深秋之夜,苏轼一个人在黄州城外的雪堂饮酒。他原打算一醉方休,但可惜,寡谈的浊酒根本掩不住清醒的内心。他一时醉意朦胧,最终却还是醒着。夜渐渐沉寂下来,他蹒跚着走回临皋亭,自己的妻儿应该早已睡熟了。此
时的词人,心里反而异常宁静,诗意在心中流淌,一首千古绝唱便应运而生了。临江仙 苏轼 (宋)
夜饮东坡醒复醉,归来仿佛三更。家童鼻息已雷鸣。敲门都不应,倚杖听江声。
长恨此身非我有,何时忘却营营。夜阑风静縠纹平。小舟从此逝,江海寄余生。
词人回到住处时,大约已经三更了。院里漆黑一片,悄无声息。他抬手敲门,只听见几声回响在暗夜里向四周悄悄散去,而院内却全无反应。家里人都已经睡得很熟了,似乎把他忘记了。而那个小家童也早已鼻息如雷鸣,敲门都不应。
见此情景,一向洒脱的词人没有气急败坏,更没有暴跳如雷,他只是微微一笑,沉吟了一下,便拄着拐杖转身走向了江边。

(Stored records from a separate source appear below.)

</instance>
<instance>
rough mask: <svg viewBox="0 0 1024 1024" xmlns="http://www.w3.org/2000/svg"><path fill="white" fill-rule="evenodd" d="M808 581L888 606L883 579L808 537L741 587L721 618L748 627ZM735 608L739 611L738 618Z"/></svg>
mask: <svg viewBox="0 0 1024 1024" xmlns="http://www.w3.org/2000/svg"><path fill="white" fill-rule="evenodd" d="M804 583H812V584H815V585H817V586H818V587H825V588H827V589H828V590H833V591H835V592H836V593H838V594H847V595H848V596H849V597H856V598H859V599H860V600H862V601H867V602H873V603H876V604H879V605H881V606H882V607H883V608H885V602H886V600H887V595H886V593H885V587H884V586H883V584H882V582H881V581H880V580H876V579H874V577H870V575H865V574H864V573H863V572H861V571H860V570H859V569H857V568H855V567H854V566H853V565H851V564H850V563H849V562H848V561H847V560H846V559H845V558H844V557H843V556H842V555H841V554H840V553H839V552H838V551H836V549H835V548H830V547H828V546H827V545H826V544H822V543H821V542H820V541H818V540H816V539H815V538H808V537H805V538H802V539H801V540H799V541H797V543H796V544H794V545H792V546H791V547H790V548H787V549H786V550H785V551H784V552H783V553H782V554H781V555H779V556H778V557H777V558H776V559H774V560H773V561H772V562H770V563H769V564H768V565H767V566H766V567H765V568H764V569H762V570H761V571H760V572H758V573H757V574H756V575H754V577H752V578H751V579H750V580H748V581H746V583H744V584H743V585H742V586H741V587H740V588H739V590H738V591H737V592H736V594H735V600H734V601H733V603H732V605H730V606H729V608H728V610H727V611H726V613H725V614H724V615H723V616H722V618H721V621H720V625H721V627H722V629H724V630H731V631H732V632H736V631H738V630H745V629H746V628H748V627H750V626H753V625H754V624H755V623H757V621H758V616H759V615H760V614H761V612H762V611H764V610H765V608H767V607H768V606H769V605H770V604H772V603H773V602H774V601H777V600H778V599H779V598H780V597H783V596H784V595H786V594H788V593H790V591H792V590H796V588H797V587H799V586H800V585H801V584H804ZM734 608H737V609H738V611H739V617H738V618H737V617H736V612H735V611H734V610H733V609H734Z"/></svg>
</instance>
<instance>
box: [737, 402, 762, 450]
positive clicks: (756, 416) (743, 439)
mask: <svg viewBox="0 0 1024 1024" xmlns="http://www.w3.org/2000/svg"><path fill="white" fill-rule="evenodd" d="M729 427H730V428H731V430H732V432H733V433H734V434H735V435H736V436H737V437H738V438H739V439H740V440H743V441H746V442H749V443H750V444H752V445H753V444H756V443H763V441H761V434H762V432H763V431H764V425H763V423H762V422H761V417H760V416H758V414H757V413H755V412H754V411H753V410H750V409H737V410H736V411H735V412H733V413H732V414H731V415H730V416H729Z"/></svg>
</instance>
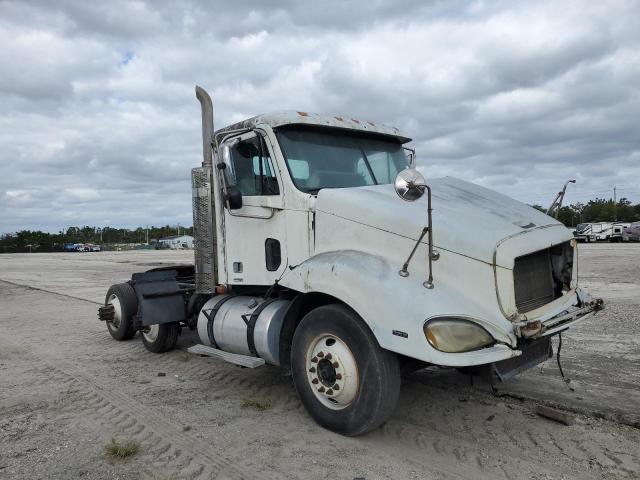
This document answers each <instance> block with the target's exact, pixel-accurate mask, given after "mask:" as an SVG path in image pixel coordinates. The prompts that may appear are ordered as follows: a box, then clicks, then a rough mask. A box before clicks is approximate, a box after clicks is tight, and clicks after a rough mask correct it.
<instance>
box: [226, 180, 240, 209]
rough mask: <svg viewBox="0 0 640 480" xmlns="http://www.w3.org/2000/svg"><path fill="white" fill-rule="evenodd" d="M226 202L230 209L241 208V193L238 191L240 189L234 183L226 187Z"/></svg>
mask: <svg viewBox="0 0 640 480" xmlns="http://www.w3.org/2000/svg"><path fill="white" fill-rule="evenodd" d="M227 203H228V204H229V208H230V209H231V210H238V209H239V208H242V193H240V189H239V188H238V187H236V186H235V185H229V186H228V187H227Z"/></svg>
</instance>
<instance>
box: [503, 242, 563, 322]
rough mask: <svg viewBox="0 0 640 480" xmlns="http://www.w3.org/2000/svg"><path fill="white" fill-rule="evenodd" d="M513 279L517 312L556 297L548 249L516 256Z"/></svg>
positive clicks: (537, 305) (545, 304) (547, 302)
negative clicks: (520, 255)
mask: <svg viewBox="0 0 640 480" xmlns="http://www.w3.org/2000/svg"><path fill="white" fill-rule="evenodd" d="M513 280H514V288H515V296H516V307H517V309H518V312H520V313H525V312H530V311H531V310H535V309H536V308H539V307H541V306H543V305H546V304H547V303H549V302H551V301H553V300H554V299H555V298H556V297H555V286H554V280H553V270H552V265H551V252H550V249H545V250H540V251H538V252H534V253H530V254H529V255H524V256H522V257H518V258H516V260H515V264H514V267H513Z"/></svg>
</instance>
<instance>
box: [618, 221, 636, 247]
mask: <svg viewBox="0 0 640 480" xmlns="http://www.w3.org/2000/svg"><path fill="white" fill-rule="evenodd" d="M622 241H623V242H640V222H633V223H630V224H628V225H627V226H626V227H624V228H623V229H622Z"/></svg>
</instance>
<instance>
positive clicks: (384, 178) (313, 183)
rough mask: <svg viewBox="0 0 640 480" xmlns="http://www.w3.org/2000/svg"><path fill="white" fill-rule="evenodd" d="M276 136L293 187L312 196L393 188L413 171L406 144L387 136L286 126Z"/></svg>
mask: <svg viewBox="0 0 640 480" xmlns="http://www.w3.org/2000/svg"><path fill="white" fill-rule="evenodd" d="M276 136H277V138H278V143H279V144H280V149H281V150H282V154H283V156H284V160H285V163H286V165H287V169H288V170H289V175H290V177H291V180H292V181H293V184H294V185H295V187H296V188H297V189H298V190H300V191H302V192H305V193H310V194H312V195H315V194H317V193H318V191H320V190H322V189H323V188H352V187H364V186H370V185H381V184H391V183H393V182H394V180H395V177H396V175H397V174H398V172H400V171H401V170H404V169H405V168H408V167H409V160H408V158H407V156H406V153H405V150H404V148H403V145H402V142H400V141H399V140H395V139H394V138H393V137H388V136H385V135H377V134H373V133H367V132H364V133H361V132H354V131H353V130H343V129H338V128H327V127H309V126H307V125H286V126H283V127H280V128H278V129H276Z"/></svg>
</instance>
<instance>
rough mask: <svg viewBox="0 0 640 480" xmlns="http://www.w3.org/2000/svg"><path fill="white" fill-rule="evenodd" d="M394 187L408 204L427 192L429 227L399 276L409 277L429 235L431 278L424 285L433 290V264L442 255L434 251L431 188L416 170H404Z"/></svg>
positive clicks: (429, 272) (428, 262) (398, 178)
mask: <svg viewBox="0 0 640 480" xmlns="http://www.w3.org/2000/svg"><path fill="white" fill-rule="evenodd" d="M394 186H395V189H396V193H397V194H398V196H399V197H400V198H401V199H403V200H404V201H407V202H412V201H415V200H418V199H419V198H420V197H422V196H423V195H424V192H425V191H426V192H427V226H426V227H424V228H423V229H422V233H421V234H420V236H419V237H418V240H417V241H416V244H415V245H414V247H413V249H412V250H411V253H410V254H409V257H408V258H407V261H406V262H404V264H403V265H402V269H401V270H399V271H398V274H399V275H400V276H401V277H408V276H409V270H408V268H409V262H411V259H412V258H413V255H414V254H415V253H416V250H417V249H418V246H419V245H420V242H422V239H423V238H424V237H425V235H427V242H428V248H429V252H428V254H427V257H428V265H429V276H428V278H427V281H426V282H424V283H423V284H422V285H423V286H424V287H425V288H428V289H429V290H431V289H432V288H433V262H434V261H435V260H438V259H439V258H440V254H439V253H438V252H434V250H433V221H432V217H433V215H432V212H433V209H432V207H431V187H429V185H427V184H426V181H425V179H424V177H423V176H422V174H421V173H420V172H418V171H417V170H415V169H407V170H402V171H401V172H400V173H398V176H397V177H396V181H395V185H394Z"/></svg>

他要听听长江在夜里的独语,也要长江听听自己的心。此时,
天地之间只剩一人,一江,江与人相听两不厌。面对着滔滔江水,词人感叹道:我常常因为自己无法掌握命运而悔恨不已。曾经,我整天为那些身外的名利劳苦奔波,以致使自己陷入其中。我真恨自己不能忘却世间的营营名利。如若自己不是渴望成就一番事业,大概就不会有这般挫折。
遭贬之后,词人依然无法自主内心,依然会忍不住为自己所遭受的不平而感到愤恨不已,他的内心依然得不到安宁。就在这样一个静谧的夜晚,全世界似乎都将他遗忘了。
面对着奔流不息的江水,词人终于能正视自己的内心,将压抑于许久的落寞与痛楚,全然地宣泄出来了。来到黄州之后,苏轼的仕途依旧黯淡,贫困交加,
然而物质的平瘠却给予他一种更高贵的富有:江上清风与山间明月。天地之间,物各有主,唯清风明月没有主人,所以谁是闲者谁便是这天地的主人。
子曰“道不行,乘桴浮于海”,大概是记起了夫子的遗志,又被夜阑风静时的油浪打动,诗人于是兴冲冲地写道:“小舟从此逝,江海寄余生。”
词作旷达豪迈,又不掩萧索落寞之感,这是苏轼被贬黄州时期的心态写照。本词即是苏轼被贬黄州时的代表作之一。全词格调高雅,于清新飘逸的意境中,传达出词人对仕途宦海的希望与厌烦,寄托着驾扁舟逍遥而游的人生追求。